However, I must admit that most of their products are fine products.


----------



## jart (Mar 13, 2005)

I am curious if anyone might know if the Azoo unit would be compatible with the Milwaukee Sm-122? I can't see why it wouldn't be but would like find this out before ordereing. TIA.


----------



## trckrunrmike (Jan 31, 2005)

Azoo is a very famous brand in Hong Kong.


----------



## Erirku (Oct 5, 2004)

I own an AZOO regulator...
"Stops and goes to the review section, to give a good review on it!"


----------



## Dommy (Nov 5, 2008)

Yes, they are very reputable in Taiwan.
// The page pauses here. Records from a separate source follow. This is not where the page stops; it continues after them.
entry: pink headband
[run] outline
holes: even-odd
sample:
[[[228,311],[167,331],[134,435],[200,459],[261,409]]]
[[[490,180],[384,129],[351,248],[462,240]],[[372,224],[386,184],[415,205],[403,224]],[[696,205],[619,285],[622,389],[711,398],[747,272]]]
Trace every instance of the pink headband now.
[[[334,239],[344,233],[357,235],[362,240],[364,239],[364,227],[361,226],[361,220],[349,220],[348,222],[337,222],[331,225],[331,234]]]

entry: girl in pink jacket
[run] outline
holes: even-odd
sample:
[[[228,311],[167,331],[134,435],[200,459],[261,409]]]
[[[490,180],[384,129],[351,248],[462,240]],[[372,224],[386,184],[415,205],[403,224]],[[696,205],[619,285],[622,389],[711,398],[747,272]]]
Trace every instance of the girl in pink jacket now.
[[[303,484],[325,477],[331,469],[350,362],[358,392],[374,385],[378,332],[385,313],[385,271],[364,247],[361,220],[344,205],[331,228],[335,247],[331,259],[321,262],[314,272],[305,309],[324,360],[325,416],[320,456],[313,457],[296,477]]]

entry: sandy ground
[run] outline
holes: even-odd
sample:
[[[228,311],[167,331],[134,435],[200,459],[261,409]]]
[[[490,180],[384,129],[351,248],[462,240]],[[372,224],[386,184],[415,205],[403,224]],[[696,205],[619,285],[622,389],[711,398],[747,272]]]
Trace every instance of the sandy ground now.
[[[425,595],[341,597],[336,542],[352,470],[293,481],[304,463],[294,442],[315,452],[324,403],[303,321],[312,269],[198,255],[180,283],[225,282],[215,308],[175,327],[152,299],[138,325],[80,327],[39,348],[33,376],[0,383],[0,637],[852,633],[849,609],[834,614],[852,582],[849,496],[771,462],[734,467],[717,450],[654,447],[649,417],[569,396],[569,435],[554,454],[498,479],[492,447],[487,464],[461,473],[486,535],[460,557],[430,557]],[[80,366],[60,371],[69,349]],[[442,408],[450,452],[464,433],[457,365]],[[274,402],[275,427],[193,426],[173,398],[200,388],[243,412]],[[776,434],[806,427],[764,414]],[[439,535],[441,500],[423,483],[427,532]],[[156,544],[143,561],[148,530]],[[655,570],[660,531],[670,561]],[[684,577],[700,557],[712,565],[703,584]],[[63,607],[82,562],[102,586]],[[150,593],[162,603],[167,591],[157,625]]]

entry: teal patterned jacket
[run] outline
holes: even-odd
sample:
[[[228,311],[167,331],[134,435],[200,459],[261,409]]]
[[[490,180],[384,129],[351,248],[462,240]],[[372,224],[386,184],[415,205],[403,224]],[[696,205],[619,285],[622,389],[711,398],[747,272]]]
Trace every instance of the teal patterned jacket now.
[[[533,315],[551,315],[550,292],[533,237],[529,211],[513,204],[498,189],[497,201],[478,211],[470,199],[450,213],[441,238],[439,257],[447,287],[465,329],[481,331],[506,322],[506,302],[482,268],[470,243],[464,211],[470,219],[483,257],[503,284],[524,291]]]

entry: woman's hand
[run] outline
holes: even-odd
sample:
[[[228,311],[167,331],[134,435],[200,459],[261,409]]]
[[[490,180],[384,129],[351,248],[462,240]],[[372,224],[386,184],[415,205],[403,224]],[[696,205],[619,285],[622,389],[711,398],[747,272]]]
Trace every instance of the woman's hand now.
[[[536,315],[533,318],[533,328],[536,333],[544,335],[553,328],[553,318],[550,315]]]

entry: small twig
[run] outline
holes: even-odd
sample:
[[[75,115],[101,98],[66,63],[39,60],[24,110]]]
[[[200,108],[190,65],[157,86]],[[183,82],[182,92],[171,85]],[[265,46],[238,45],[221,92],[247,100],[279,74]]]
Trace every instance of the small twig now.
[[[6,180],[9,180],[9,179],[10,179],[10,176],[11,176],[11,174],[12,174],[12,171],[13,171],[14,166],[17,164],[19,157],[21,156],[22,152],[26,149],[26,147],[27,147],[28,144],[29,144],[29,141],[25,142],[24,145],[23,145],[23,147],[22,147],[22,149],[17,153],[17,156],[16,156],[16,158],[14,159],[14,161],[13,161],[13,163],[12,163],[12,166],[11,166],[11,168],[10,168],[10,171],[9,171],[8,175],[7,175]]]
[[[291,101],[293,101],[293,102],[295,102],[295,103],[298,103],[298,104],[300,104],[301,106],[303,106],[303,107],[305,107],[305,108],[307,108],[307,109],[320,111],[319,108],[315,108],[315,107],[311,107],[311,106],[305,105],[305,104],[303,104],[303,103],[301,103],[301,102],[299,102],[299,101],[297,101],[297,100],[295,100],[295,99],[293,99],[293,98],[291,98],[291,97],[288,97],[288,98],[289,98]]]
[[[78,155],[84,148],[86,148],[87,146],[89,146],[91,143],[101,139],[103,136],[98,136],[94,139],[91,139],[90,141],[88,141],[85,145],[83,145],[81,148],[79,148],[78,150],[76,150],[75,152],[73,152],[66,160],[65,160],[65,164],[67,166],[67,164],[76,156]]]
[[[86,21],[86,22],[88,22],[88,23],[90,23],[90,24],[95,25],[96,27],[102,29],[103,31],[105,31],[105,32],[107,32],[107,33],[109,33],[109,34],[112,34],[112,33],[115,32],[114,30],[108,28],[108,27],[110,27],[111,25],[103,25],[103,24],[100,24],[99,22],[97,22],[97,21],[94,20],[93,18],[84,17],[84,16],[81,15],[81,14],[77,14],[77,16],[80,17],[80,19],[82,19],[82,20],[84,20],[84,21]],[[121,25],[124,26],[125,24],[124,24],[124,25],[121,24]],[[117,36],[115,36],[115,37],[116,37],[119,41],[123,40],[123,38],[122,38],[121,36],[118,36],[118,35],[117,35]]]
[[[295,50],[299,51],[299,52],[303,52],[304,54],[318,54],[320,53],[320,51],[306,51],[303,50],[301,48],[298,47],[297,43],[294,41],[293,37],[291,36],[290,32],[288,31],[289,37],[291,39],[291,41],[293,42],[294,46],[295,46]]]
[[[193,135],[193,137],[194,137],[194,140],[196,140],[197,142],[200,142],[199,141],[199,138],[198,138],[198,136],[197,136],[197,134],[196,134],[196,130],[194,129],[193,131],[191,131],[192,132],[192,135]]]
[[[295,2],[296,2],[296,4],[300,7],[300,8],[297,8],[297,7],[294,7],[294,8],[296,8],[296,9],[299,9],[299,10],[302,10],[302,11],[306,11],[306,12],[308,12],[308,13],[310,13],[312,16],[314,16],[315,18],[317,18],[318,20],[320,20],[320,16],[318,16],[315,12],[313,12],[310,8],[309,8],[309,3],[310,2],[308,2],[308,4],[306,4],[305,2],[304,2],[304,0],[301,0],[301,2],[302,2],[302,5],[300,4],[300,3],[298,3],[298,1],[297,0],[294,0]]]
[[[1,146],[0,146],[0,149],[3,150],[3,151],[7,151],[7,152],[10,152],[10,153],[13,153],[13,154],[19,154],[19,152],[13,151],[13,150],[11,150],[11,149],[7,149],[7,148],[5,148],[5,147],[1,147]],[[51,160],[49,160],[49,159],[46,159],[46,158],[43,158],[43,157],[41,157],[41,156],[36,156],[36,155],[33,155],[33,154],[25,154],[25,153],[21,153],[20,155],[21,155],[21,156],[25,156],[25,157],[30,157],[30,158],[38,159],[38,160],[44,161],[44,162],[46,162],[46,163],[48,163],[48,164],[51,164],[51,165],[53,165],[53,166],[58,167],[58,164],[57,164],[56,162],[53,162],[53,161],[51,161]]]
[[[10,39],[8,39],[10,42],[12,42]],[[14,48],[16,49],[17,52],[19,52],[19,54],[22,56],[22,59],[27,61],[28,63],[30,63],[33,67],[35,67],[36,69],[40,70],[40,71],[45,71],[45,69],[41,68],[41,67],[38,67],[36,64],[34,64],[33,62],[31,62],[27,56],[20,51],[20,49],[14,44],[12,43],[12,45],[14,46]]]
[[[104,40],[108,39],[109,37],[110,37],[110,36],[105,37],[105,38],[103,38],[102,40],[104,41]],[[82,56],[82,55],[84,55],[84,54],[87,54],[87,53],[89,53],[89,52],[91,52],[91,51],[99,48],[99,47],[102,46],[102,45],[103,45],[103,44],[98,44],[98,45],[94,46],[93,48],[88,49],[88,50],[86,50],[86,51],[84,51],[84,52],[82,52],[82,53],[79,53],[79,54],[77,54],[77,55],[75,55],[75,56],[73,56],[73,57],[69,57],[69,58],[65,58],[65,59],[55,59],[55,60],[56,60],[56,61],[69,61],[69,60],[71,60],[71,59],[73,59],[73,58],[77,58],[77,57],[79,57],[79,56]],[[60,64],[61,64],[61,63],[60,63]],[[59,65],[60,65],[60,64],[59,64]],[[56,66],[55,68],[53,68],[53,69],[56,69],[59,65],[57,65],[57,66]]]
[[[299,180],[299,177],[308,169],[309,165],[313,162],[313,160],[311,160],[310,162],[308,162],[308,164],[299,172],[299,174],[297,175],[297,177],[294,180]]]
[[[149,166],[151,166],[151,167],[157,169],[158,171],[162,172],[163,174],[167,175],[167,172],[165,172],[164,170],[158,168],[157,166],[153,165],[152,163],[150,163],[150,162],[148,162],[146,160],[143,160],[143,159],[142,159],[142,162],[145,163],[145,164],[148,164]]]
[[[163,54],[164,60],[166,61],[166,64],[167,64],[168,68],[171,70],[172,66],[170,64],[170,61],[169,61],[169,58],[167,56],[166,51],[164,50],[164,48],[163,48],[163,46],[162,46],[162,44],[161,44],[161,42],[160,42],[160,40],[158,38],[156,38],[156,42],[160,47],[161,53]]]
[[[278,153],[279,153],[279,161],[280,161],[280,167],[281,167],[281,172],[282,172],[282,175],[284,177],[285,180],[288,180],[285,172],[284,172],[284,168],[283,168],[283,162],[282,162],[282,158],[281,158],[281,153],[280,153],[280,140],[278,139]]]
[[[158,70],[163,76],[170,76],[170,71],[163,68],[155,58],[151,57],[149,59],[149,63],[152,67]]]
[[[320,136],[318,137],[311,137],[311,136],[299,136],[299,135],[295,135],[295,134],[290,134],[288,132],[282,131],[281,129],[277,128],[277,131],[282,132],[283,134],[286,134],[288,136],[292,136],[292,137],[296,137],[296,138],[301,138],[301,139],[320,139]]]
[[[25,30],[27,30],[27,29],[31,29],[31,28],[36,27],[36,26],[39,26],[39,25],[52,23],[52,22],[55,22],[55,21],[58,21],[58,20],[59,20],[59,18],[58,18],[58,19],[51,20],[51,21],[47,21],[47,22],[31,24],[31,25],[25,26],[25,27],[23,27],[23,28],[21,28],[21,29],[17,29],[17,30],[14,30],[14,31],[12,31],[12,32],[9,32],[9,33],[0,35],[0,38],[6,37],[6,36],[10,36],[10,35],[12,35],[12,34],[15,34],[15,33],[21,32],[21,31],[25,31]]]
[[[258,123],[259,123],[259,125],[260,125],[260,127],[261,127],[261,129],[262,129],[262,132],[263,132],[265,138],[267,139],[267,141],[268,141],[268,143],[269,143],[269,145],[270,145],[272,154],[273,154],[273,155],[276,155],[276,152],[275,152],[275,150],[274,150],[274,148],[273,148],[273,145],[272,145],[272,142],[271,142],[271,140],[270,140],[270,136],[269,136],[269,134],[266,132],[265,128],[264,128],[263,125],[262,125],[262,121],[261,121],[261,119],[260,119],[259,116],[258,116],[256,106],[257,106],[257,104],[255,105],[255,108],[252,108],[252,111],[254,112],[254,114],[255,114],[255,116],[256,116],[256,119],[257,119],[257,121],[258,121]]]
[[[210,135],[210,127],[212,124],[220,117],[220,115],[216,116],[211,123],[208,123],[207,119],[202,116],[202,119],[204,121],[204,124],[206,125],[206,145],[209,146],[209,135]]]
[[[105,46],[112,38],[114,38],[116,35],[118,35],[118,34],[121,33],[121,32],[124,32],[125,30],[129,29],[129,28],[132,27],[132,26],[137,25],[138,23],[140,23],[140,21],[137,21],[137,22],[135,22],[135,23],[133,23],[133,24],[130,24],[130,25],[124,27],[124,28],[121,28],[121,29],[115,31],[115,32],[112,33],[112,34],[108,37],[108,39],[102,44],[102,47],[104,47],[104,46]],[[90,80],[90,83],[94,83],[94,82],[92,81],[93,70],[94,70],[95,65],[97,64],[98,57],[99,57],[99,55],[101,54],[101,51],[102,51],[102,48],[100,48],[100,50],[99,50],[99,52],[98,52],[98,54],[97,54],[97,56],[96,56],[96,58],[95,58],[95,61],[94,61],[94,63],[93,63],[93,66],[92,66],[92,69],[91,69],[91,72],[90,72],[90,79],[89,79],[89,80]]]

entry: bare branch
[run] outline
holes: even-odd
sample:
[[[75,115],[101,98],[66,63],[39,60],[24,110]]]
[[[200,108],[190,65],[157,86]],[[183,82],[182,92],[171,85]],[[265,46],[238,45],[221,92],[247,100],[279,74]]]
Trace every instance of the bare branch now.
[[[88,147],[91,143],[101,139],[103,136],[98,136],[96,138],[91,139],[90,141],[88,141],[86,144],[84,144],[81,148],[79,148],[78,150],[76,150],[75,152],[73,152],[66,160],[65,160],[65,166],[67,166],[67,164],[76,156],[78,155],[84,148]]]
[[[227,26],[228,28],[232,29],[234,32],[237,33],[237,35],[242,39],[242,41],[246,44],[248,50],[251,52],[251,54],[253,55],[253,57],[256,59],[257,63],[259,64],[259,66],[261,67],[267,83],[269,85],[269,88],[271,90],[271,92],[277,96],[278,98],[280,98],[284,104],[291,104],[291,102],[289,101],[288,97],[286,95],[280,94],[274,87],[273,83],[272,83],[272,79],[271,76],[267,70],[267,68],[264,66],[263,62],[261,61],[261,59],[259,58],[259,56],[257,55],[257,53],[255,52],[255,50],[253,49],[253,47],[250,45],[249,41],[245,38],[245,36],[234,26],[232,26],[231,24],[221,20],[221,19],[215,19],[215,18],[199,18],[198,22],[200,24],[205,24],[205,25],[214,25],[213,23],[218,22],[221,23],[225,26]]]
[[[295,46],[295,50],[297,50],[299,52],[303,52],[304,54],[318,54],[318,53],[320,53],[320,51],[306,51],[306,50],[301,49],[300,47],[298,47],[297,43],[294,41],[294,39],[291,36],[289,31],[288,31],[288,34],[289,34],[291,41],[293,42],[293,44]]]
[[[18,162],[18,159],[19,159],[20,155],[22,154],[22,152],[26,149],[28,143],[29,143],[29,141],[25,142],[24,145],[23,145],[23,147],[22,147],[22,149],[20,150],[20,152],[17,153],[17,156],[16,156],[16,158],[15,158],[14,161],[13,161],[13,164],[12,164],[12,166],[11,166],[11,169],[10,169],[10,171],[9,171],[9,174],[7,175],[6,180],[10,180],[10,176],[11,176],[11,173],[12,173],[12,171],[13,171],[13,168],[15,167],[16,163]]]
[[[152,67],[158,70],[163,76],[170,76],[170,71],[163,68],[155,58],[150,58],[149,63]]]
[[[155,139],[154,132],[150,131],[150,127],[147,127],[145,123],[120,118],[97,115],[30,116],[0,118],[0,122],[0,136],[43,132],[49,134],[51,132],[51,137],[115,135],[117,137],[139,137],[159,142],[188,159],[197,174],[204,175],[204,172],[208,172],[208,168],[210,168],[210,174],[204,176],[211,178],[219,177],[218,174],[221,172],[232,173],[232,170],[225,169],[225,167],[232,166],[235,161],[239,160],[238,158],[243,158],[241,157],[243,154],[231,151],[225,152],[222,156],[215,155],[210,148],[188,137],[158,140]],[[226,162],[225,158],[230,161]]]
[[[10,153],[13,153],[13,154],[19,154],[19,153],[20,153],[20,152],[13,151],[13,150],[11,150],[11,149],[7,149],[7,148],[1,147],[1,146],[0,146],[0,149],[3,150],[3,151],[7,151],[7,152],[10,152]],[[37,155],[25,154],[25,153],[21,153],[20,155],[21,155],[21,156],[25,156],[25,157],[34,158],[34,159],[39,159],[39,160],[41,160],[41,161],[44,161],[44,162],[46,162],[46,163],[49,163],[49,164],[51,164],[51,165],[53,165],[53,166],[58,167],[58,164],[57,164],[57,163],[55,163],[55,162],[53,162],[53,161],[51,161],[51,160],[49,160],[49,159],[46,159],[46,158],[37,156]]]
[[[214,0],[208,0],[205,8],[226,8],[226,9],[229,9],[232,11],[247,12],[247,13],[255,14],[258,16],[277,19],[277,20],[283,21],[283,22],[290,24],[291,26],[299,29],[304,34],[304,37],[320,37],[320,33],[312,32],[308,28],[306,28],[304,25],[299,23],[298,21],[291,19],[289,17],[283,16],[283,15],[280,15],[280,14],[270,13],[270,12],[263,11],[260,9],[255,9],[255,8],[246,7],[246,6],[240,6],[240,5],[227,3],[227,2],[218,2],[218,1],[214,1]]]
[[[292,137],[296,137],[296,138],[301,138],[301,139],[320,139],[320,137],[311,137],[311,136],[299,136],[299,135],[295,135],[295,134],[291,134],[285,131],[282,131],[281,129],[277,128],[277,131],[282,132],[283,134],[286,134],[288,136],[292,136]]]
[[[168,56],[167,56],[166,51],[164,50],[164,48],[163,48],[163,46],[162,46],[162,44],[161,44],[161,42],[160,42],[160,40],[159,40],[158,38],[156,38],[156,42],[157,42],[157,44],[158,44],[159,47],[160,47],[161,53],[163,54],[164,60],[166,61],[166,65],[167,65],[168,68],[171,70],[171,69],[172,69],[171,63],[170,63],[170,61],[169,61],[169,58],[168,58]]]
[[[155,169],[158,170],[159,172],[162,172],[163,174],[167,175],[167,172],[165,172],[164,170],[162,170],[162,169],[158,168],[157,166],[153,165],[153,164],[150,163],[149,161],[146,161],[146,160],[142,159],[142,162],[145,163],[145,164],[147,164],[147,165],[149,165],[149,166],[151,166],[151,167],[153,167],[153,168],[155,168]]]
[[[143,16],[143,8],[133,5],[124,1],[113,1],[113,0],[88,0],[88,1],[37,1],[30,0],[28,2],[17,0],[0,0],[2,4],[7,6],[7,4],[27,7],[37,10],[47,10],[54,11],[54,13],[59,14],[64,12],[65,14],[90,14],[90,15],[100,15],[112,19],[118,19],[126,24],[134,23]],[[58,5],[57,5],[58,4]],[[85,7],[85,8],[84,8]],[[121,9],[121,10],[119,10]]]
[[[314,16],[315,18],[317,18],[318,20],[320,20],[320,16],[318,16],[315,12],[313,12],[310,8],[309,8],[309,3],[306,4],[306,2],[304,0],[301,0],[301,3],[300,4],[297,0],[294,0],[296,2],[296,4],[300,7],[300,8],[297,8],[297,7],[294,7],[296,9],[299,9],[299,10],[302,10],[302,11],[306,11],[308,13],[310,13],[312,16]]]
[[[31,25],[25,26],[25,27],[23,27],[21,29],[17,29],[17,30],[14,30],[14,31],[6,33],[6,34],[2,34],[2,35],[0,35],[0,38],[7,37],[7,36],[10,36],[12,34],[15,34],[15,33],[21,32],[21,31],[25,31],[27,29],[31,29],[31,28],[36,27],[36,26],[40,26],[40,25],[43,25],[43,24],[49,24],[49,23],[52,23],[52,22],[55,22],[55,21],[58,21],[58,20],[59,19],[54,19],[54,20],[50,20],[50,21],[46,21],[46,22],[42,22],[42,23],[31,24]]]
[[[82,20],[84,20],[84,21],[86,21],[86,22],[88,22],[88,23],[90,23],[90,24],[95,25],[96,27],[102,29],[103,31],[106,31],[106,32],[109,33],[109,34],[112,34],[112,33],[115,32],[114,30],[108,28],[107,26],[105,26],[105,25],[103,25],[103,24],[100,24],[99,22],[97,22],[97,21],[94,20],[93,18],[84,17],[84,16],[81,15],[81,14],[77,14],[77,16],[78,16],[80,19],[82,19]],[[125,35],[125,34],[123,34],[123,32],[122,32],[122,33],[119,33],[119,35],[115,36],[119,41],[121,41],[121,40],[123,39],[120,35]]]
They make quality products. They are selling at www.glowcorals.com for 69 US


----------



## Left C (Jun 14, 2005)

I had two Azoo regulators and they worked extremely well because I used Milwaukee pH controllers with them.

If I wasn't planning on using a pH controller; I would get a higher quality needle/metering valve and a bubble counter either attached to the needle/metering valve (JBJ) or to a separate unit bubble counter (somewhat like the AM bubble counter).

The needle valve on the Azoo regulators that I had were temperature sensitive and that caused variability in the CO2 control. Hence, they need to be replaced if used on smaller aquariums. That is why I used pH controllers.

The regulator body and solenoid is very tough and very good!

A few changes makes this product into a very good CO2 regulator, IMO.


----------